There was one thing he said yesterday that is best taken with a pinch of soy sauce – China being the "only thing" that could have tempted him back into fund management. Mr Bolton is clearly a man who can't give it up, and spending his time taking it easy doing a bit of marketing as a "Mr Fidelity" was never going to prove a satisfying way for him to spend his time.
But his reasons for selecting China as the venue for his return to active fund management duties are worth taking much more seriously.
Mr Bolton says the West has mortgaged its future and faces years of lower growth as the penalty for the mess its banks have got it into.
He sees China as the future. While he's not exactly alone in that, it speaks volumes that despite hardly being a young man, he has relocated to Hong Kong to try his hand there.

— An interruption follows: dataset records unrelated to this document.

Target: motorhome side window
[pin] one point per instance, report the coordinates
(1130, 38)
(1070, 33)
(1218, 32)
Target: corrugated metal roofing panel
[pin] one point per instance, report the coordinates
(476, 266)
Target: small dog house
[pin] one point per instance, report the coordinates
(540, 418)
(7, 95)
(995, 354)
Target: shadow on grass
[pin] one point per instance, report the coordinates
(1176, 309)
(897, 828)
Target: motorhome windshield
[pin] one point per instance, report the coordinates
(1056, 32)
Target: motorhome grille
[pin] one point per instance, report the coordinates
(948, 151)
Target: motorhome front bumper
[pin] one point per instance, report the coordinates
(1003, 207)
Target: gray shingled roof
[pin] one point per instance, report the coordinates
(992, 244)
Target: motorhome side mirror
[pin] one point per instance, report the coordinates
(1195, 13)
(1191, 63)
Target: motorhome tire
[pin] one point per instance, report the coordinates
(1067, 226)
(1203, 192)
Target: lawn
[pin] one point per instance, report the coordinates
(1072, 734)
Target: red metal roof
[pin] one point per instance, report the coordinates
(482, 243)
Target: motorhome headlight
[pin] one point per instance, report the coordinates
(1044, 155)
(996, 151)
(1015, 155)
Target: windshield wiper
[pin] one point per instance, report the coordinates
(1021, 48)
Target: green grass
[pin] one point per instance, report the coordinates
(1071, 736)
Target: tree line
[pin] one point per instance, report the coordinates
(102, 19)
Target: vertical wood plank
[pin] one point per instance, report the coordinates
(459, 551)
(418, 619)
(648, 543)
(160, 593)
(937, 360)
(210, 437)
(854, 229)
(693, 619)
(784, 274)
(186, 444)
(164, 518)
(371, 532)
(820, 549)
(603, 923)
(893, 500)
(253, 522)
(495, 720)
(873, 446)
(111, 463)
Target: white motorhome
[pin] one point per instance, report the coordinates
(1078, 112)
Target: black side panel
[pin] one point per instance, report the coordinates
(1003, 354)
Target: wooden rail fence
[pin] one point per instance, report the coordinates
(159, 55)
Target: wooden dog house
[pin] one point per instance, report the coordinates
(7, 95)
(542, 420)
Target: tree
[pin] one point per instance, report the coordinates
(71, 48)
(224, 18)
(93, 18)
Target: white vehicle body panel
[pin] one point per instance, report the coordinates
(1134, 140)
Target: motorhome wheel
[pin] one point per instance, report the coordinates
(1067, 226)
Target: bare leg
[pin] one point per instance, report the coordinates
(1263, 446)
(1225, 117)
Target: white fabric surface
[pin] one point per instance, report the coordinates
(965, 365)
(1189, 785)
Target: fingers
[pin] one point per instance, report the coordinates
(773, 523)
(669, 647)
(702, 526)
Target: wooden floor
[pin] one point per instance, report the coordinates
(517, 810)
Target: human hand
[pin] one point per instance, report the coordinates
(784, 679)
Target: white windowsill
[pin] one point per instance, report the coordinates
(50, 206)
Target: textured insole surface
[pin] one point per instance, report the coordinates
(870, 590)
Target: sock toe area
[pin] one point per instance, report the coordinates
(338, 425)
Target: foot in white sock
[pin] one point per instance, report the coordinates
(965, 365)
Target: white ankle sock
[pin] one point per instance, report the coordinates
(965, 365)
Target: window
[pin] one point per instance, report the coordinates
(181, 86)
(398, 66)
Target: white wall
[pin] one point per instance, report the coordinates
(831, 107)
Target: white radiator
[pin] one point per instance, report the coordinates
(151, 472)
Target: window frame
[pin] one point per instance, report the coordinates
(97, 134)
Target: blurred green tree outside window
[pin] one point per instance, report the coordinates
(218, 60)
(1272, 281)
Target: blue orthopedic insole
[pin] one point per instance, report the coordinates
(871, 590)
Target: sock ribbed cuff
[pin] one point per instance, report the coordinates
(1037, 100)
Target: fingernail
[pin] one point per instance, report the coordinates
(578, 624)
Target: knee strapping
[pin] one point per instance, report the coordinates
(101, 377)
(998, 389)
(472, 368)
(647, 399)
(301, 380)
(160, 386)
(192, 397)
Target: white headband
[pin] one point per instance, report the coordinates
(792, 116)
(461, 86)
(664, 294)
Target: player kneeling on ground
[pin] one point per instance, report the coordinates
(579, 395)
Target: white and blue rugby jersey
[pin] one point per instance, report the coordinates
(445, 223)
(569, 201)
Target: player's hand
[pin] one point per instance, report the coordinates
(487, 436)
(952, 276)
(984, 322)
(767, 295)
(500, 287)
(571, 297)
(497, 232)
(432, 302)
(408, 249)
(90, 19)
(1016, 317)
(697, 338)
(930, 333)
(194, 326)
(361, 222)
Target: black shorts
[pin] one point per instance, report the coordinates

It will be interesting to see how the Chinese react to him. Mr Bolton had something of a reputation over here, gaining the (unwanted) nickname of "the quiet assassin" for the way he struck fear into Britain's boardrooms. There are plenty of complacent directors, growing fat on fees, who were only too glad when he exited stage left. They remember with a shudder the way he orchestrated the defenestration of Michael Green, scuppering the latter's plans to become chairman of ITV.
It goes without saying that Mr Bolton was usually in the right, although it will be interesting to see how the practitioners of "socialism with Chinese characteristics" react to that sort of behaviour.